Global open data initiatives have received support from both public and private sector organizations in recent years. Changes can be seen in government policies, funding agency requirements, community guidelines, and technologies and in facilities for data management, curation, and sharing. The efforts on mechanisms of data publication [1
], data cataloging [2
], data citation [3
], and alternative metrics [4
] are incubating a new socio-technical system that promotes both the culture and the practice of open data. Within such a system, data are going to be shared and reused across the boundaries of nations, sectors, disciplines, repositories, and formats, as well as between levels of details. Data interoperability arises as a major challenge in those cross-boundary activities, which poses requirements for methods and technologies to make data discoverable, accessible, decodable, understandable, and usable [5
The motivation of the research presented in this paper is to promote the decodability, understandability, and usability of data. Consider the scenario of a researcher wishing to use scientific data from an open data repository. Prior to retrieving a file from the data repository and using it, they will need to know the format, structure, parameters, and meaning of the data, and perhaps also the tools and services that can be used to process the data. In the world of open data, the researcher often receives no direct support or help from the data producers, which indicates that the metadata of the retrieved data may be the only source to obtain the information needed. Among the various metadata elements available, such as those in the Dublin Core Metadata Elements [6
] and the DataCite Metadata Schema [7
], the elements describing data types are the most relevant ones for providing such information.

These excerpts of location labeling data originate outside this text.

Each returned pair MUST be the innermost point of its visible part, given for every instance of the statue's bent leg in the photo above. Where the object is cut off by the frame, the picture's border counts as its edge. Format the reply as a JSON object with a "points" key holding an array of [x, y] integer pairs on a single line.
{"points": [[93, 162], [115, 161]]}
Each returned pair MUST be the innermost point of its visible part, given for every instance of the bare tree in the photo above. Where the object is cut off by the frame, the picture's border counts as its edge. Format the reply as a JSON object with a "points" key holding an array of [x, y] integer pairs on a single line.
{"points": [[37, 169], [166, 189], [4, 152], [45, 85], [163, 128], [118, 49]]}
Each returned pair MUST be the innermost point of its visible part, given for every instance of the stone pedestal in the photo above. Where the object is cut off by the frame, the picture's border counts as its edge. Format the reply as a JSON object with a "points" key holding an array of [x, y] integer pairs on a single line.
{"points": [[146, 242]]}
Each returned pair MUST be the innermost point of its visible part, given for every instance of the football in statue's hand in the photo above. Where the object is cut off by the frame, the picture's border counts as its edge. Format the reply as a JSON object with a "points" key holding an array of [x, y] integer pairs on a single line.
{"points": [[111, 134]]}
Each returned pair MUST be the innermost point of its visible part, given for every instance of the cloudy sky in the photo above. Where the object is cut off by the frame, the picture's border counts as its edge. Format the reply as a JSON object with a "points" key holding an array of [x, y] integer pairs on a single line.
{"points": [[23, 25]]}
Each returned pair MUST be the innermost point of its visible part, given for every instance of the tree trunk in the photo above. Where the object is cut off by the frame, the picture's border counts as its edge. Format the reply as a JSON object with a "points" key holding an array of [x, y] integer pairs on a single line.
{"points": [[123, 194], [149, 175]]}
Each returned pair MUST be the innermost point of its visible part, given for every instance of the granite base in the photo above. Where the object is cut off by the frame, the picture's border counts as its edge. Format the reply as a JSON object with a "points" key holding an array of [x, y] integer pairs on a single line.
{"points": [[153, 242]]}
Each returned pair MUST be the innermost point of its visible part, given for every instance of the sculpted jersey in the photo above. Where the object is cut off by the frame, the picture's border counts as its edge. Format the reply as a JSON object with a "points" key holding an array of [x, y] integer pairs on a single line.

Data typing has been a research topic in computer programming for decades, whereby a data type is regarded as a collection of computational entities that share common properties. Data types in programming languages support three main uses: (1) naming and organizing concepts; (2) coordinating consistent interpretation of bit sequences in computer memory; and (3) providing information about data to the compiler [8
]. There are primitive data types (e.g., integer, float, character, string, and Boolean), composite data types (e.g., array, union, set, and object), abstract data types (e.g., queue, stack, tree, and graph), as well as data types derived from the above types, such as utility types that address specific real-world uses. Knowledge of those data types can provide part of the information a researcher needs to work with the retrieved data, but are insufficient to fully address the requirement of understanding the data. For example, a researcher retrieves a table and knows that it is about thermodynamics of a chemical by reading the table name. The researcher reads words and numbers in the table but is not able to understand the meaning of those records because there is only an acronym in the title of each column, without further definitions. Moreover, the relationships between those columns are not clear to the researcher. Can we extend the content coverage of data types so that they can present an unambiguous, useful model of what the data represent? Under this scope, the specification of data types will be able to help the researcher understand the meaning of the data in a given science context.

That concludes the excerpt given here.